Tuesday, April 21, 2009

Is Codon Optimization Bunk?

There is a very interesting paper in Science from a week ago which hearkens back to my gene synthesis days at Codon. But first, some background.

The genetic code (at first approximation) uses 64 codons to encode 21 different signals; hence there are some choices as to which codon to use. Amino acids and stop can have 1,2,3,4 or 6 codons in the standard scheme of things. But, those codons are rarely used with equal frequency. Leucine, for example, has 6 codons and some are rarely used and others often. Which codons are preferred and disfavored, and the degree to which this is true, depends on the organism. In the extreme, a codon can actually go so out of favor it goes extinct & can no longer be used, and sometimes it is later reassigned to something else; hence some of the more tidy codes in certain organisms.

A further observation is that the more favored codons correspond to more abundant tRNAs and less favored ones to less abundant tRNAs. Furthermore, highly expressed genes are often rich in favored codons and lowly expressed ones much more likely to use rare ones. To complete the picture, in organisms such as E.coli there are genes which don't seem to follow the usual pattern -- and these are often associated with mobile elements and phage or have other suggestions that they may be recent acquisitions from another species.

A practical application of this is to codon optimize genes. If you are having a gene built to express a protein in a foreign host, then it would seem apropos to adjust the codon usage to the local dialect, which usually still leaves plenty of room to accommodate other wishes (such as avoiding the recognition sites for specific restriction enzymes). There are at least four major schemes for doing this, with different gene synthesis vendors preferring one or the other

  • CAI Maximization. CAI is a measure of usage of preferred codons; this strategy tries to maximize the statistic by using the most preferred codons. Logic: if these are the most preferred codons, and highly expressed genes are rich in them, why not do the same?

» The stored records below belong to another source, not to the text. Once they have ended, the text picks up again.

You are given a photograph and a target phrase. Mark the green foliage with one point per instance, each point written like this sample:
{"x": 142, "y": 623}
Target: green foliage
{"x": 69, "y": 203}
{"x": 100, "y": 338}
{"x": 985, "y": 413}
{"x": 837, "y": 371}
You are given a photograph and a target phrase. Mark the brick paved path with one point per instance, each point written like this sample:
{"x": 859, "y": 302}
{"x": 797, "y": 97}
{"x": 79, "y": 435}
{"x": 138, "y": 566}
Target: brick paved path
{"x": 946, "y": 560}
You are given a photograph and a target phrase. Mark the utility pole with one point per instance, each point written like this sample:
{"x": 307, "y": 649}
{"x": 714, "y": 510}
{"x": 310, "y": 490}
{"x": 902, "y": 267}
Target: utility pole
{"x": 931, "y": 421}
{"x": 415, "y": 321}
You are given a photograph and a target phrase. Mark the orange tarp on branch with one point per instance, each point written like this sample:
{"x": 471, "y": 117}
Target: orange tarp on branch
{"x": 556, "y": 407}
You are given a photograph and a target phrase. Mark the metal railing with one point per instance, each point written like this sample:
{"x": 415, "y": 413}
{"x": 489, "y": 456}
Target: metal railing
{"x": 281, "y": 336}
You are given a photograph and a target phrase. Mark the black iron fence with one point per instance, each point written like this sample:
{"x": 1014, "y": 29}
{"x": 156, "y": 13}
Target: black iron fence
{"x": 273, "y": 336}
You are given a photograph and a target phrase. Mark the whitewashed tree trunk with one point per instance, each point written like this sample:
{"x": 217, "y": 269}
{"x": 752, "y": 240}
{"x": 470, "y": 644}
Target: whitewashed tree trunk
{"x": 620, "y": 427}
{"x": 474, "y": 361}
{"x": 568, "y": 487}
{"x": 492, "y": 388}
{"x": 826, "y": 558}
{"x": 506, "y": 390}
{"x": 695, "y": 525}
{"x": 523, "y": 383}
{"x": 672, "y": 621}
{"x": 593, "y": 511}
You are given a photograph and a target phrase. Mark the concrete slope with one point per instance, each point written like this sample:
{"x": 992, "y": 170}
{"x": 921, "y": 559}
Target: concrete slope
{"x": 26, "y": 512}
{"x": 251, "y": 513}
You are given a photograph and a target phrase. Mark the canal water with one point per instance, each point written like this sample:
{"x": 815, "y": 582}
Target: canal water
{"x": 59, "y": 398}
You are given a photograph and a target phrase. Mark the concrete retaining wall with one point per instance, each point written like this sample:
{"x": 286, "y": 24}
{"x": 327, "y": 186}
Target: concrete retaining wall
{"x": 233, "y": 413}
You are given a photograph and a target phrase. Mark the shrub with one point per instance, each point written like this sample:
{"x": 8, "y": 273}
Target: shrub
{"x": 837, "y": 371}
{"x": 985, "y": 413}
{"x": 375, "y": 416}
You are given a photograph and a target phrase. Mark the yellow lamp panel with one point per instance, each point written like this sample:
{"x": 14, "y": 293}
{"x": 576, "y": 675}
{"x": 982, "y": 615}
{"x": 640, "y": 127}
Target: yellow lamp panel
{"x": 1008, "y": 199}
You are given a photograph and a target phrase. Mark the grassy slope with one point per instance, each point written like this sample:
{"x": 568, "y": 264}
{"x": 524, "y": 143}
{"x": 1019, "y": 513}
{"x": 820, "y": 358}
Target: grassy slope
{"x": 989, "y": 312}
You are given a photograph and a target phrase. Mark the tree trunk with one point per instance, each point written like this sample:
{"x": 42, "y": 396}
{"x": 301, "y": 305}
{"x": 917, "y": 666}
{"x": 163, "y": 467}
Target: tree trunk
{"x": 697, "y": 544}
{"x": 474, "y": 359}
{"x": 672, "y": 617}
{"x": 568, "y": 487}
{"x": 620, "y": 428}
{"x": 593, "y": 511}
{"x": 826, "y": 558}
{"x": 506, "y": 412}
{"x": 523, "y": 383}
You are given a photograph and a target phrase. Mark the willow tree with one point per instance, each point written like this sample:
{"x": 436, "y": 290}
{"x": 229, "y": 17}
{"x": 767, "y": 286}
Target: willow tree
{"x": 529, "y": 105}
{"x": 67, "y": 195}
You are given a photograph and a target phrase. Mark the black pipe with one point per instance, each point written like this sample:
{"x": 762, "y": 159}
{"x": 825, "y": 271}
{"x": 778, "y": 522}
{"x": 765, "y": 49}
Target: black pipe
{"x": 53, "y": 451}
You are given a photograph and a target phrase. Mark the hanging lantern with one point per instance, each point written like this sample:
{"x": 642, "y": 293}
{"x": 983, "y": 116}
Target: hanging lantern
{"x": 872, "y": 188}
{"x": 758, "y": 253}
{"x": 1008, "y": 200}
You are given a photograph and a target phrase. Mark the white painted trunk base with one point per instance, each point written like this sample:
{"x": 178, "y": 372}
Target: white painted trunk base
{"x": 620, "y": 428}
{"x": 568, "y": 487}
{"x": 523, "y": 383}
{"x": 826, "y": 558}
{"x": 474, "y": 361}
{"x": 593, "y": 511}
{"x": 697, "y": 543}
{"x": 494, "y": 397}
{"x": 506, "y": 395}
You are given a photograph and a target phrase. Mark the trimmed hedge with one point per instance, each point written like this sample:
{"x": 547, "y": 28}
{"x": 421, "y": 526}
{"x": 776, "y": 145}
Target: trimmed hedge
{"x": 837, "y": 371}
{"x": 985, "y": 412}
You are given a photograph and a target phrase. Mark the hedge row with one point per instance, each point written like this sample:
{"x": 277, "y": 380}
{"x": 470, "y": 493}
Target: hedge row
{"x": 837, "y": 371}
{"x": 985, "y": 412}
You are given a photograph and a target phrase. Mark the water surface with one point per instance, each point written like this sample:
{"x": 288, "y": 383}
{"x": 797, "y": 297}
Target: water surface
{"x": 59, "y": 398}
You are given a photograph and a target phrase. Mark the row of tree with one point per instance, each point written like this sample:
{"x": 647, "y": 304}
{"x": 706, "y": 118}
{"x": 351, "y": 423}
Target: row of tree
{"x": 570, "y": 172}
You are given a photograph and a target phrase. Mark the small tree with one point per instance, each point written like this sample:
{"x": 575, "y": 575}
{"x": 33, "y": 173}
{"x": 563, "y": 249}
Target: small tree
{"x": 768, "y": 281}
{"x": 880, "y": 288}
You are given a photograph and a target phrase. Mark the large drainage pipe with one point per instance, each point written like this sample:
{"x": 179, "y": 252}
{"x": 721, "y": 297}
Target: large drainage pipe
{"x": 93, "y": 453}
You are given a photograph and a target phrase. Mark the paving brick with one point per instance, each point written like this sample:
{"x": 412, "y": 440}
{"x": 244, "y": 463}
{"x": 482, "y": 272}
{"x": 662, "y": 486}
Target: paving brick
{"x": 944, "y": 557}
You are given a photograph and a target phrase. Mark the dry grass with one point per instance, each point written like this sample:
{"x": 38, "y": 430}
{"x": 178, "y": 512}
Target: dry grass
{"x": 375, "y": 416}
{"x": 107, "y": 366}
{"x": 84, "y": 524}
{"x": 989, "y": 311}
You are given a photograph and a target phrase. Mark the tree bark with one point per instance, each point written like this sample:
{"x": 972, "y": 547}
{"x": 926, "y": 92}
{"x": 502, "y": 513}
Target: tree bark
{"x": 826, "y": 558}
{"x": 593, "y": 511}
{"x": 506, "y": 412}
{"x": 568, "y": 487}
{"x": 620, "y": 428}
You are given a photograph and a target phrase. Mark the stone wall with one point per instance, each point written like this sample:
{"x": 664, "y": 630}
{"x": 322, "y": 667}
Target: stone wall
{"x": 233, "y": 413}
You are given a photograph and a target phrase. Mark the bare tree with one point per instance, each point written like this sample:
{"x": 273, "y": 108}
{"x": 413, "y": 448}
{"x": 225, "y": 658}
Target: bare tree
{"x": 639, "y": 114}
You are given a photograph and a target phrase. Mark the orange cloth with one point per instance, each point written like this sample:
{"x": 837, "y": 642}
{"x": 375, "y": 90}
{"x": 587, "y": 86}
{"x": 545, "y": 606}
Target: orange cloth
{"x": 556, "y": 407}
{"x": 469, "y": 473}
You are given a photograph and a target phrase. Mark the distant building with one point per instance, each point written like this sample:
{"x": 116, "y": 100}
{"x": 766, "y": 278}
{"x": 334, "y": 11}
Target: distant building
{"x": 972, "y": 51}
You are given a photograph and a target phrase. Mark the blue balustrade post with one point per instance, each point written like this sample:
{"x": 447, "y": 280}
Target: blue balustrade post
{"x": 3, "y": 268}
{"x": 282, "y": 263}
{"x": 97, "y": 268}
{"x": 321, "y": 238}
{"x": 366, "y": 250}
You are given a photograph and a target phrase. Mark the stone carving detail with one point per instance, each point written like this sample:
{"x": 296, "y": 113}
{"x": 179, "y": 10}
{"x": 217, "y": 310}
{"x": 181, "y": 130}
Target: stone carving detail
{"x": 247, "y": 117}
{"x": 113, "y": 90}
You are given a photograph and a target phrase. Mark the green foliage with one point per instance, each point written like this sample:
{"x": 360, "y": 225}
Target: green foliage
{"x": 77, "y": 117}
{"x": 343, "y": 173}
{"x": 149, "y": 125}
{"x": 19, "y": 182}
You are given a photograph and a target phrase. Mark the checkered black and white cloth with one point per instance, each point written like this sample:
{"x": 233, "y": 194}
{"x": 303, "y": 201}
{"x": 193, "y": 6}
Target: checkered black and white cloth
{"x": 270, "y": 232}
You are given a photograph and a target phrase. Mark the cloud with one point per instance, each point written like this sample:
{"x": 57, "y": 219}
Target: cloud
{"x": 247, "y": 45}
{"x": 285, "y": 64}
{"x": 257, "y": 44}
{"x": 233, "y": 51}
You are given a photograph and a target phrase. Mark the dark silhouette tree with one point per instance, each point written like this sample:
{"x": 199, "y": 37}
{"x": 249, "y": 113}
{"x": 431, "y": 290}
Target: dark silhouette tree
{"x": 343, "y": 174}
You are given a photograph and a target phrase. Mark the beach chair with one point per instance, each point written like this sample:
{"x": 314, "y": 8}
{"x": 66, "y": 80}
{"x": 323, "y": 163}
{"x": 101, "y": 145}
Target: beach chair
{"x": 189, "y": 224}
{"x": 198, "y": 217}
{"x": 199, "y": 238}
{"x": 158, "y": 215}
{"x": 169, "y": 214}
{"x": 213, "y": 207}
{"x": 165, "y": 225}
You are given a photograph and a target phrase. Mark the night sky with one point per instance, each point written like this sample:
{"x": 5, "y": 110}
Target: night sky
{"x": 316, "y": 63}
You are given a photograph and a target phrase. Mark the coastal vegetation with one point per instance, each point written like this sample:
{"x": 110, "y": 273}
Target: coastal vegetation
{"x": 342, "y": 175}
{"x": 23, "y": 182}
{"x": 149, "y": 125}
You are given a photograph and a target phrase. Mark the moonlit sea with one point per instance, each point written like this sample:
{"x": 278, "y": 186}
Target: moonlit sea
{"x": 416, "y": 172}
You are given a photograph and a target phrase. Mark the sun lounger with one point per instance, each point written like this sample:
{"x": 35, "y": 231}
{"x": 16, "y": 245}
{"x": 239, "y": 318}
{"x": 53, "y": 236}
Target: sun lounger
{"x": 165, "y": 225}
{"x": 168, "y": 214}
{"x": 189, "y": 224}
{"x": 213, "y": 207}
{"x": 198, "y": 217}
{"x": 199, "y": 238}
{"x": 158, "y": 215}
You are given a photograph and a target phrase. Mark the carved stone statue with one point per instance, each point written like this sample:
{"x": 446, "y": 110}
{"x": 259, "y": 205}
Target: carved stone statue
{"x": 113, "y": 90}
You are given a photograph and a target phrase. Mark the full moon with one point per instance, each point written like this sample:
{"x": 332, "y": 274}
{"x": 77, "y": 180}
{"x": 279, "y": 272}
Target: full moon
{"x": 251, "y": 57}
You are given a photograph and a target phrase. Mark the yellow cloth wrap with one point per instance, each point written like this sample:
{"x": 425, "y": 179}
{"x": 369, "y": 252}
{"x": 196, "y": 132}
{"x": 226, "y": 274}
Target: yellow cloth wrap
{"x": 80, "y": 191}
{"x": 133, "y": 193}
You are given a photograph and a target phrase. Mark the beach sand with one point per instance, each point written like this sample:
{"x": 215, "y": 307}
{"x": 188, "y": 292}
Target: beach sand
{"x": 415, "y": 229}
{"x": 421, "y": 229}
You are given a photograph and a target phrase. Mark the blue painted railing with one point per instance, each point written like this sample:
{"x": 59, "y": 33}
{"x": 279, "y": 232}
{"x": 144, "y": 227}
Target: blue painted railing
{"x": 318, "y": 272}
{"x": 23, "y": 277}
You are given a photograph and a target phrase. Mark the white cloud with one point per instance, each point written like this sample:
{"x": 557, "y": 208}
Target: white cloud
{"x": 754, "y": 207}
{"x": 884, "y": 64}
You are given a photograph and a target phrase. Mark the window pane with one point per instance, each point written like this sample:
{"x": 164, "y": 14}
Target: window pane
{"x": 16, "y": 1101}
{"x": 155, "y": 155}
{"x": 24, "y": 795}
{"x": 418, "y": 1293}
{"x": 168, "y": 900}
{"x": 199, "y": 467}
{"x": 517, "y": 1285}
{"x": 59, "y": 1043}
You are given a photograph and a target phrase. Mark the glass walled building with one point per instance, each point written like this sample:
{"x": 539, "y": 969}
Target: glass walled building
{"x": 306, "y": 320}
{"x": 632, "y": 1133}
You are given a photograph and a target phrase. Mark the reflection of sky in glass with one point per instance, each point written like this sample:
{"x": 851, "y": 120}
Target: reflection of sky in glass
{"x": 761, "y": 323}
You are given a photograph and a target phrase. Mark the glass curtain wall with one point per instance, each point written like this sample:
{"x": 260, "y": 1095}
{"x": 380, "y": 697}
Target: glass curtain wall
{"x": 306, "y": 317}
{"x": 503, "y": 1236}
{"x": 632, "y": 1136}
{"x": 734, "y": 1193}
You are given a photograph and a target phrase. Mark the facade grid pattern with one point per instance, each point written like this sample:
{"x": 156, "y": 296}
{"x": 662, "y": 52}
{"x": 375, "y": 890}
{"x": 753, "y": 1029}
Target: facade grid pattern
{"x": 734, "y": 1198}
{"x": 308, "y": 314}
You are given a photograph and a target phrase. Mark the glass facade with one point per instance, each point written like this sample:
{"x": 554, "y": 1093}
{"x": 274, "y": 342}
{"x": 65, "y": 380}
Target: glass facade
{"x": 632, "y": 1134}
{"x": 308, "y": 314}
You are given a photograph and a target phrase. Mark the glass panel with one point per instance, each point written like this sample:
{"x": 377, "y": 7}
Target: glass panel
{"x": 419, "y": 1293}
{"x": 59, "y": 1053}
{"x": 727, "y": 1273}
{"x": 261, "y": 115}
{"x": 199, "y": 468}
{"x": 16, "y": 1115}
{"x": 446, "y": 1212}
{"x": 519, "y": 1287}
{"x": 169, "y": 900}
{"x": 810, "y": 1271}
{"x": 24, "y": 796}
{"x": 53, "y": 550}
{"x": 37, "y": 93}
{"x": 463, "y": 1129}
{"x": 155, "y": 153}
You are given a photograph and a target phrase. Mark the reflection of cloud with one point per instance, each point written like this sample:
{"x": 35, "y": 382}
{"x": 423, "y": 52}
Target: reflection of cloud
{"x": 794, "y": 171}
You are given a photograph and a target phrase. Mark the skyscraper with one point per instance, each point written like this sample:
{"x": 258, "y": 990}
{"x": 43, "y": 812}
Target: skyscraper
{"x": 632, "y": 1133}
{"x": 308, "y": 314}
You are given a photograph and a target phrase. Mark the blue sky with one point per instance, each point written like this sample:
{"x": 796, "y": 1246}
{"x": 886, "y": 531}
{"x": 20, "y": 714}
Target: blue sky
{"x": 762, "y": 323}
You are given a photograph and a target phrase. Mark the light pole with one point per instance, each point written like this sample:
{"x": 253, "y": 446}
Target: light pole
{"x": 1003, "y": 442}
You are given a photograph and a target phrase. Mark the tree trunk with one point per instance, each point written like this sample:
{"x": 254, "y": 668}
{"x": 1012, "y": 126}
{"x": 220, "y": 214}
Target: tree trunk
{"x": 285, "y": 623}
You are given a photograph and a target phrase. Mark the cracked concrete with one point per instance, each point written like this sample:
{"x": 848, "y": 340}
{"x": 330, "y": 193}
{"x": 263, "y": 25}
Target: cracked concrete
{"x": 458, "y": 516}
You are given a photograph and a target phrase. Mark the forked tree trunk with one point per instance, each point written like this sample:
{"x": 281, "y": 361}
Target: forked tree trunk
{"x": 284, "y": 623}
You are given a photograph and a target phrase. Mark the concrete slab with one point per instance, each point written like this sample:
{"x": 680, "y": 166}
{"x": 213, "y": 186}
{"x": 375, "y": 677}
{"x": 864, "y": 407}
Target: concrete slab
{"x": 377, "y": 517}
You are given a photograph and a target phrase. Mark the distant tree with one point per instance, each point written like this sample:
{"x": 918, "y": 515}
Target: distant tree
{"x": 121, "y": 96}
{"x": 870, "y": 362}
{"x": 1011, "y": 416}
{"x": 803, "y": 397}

  • Codon sampling. This strategy (which is what Codon Devices offered) samples from a set of codons with probabilities proportional to their usage in the organism, after first zeroing out the very rare codons and renormalizing the table. Logic: avoid the rare ones, but don't hammer the better ones either; balance is always good

  • Dicodon optimization. In addition to codons showing preferences, there's also a pattern by which adjacent codons pair slightly non-randomly. One particular example; very rare codons are very unlikely to be followed by another very rare codon. Logic: even better approach to "when in Rome..." than either of the two above

  • Codon frequency matching. Roughly, this means look at the native mRNA and its uses of codons and ape this in the target species; a codon which is rare in the native should be replaced with one rare in the target. Logic: some rare codons may just help fold things properly

A related strategy worth mentioning are special expression strains which express extra copies of the rare tRNAs.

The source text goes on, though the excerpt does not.